In a September 2009 meeting on minority concerns with President Rajapakse, the Tamil National Alliance (TNA), for the first time, publicly raised the concerns of the northern Muslims with a head of state. Even though a handful of Tamil politicians and few diaspora members have been sympathetic to the issue, the Tamil polity as a whole has long kept a deliberate silence on the 1990 Muslim expulsion. Now, the TNA’s effort to directly address these issues is being perceived as an attempt to get due rights for the country’s two largest minorities in the context of the 2010 presidential elections – a campaign in which neither presidential candidate has shown any signficant commitment towards settling minority grievances through a power-sharing process. Despite this laudable political move, most Tamil leaders and intellectuals have yet to demonstrate their solidarity for the cause of the expelled northern Muslims.
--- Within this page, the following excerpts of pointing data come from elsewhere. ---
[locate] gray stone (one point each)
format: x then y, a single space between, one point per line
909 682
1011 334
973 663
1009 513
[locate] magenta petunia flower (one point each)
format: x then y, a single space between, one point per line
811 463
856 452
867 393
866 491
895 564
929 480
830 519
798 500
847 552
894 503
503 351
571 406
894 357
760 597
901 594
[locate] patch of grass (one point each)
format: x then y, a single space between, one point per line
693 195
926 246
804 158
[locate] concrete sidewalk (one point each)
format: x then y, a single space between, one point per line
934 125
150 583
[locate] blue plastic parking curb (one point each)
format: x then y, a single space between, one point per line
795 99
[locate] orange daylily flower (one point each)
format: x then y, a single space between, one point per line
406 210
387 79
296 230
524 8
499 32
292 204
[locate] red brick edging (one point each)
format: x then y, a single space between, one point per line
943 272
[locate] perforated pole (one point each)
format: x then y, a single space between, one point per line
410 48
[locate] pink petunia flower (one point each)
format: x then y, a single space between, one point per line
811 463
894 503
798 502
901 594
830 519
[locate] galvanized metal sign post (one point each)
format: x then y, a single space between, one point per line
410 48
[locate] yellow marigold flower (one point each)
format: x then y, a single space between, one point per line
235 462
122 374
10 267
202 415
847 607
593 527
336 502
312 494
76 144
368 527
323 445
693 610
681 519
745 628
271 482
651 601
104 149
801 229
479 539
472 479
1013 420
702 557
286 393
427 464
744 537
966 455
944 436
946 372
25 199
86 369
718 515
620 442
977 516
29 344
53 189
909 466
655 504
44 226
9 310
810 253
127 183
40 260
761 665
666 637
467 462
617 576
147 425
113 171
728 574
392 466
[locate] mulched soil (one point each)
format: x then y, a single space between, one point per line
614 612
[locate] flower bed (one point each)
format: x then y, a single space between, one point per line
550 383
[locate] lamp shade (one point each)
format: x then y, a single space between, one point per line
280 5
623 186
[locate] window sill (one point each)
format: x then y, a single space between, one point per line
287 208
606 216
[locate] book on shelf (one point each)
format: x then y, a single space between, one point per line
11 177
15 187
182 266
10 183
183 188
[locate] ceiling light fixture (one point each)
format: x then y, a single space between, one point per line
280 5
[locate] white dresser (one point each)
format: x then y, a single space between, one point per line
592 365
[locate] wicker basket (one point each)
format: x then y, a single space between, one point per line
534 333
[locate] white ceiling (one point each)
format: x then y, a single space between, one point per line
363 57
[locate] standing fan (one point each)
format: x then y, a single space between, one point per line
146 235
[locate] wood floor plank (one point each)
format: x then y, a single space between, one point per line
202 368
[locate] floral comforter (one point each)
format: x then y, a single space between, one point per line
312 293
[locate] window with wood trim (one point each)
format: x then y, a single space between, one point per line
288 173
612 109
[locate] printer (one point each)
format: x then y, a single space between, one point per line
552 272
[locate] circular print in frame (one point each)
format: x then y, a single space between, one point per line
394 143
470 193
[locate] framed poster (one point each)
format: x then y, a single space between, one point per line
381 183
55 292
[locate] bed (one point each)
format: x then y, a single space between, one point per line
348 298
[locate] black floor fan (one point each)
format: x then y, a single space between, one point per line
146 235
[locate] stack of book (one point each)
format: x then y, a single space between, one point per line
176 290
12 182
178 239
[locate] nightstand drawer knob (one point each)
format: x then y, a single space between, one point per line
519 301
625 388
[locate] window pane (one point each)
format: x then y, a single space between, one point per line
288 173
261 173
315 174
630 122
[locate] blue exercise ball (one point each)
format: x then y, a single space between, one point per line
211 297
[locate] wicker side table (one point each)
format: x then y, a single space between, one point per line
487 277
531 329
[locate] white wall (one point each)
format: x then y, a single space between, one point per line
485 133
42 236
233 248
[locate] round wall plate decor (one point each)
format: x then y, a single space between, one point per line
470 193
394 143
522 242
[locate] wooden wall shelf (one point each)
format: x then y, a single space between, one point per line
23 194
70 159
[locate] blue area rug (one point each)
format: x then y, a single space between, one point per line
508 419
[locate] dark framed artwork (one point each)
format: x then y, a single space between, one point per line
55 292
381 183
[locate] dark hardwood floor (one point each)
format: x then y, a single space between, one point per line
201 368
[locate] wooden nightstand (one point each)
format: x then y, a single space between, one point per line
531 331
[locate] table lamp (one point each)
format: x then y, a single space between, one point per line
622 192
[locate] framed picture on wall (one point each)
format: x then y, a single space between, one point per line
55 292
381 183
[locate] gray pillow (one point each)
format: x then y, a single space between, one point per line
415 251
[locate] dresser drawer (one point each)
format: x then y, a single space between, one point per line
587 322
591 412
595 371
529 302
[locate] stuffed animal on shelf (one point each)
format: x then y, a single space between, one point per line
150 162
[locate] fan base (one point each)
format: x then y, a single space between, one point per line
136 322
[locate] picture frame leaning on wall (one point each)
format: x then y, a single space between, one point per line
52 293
As things stand, Muslims are returning to the north without expecting much from anyone, simply in the hope of restarting their lives from scratch and co-existing once again with their Tamil brothers and sisters. As the presidential campaign heated up, the Muslim political leadership, as usual, placed the northern Muslims’ right to return on their agenda in the hopes of political gain. (Sri Lanka Muslim Congress leader Rauff Hakeem unconditionally supports opposition candidate Sarath Fonseka, while Rishad Badiudeen is a strong supporter of President Rajapakse.) But none has yet stressed the importance of this community’s right to return in parallel with the other displaced communities.
For their part, the northern Muslims who have returned have advanced few demands, apart from modest ones for equal treatment, access to their lands, basic livelihood activities and swift clearance of landmines. However, even their simple demand of opening the Mannar-Puttalam road – which would facilitate their return, cut in half the four-hour journey, and help them market their produce – is not being met. There is speculation among the northern Muslims that the government is keeping this road closed deliberately, in order to move Sinhalese from the border villages into traditionally Muslim villages.
It should be noted that those Muslims that have decided to return have given up their IDP registration in Puttalam, which automatically terminates their entitlement for a monthly food subsidy. Their willingness to give up many years of living in one, by-now familiar, place clearly shows their desperation to get back and stand on their feet after two decades of humiliation and dependent living. It is also imperative to recognise that evicted Muslims have the right to reclaim their properties and livelihood opportunities in their native places, irrespective of whether their families choose to continue to live elsewhere. At the moment, however, there seems to be a collective resistance from every angle to stop their homecoming – a situation that will only set in place further communal strife between the Muslims and Tamils of northern Sri Lanka.
~ Shreen Saroor is an activist who works with war-affected women in the Sri Lankan north.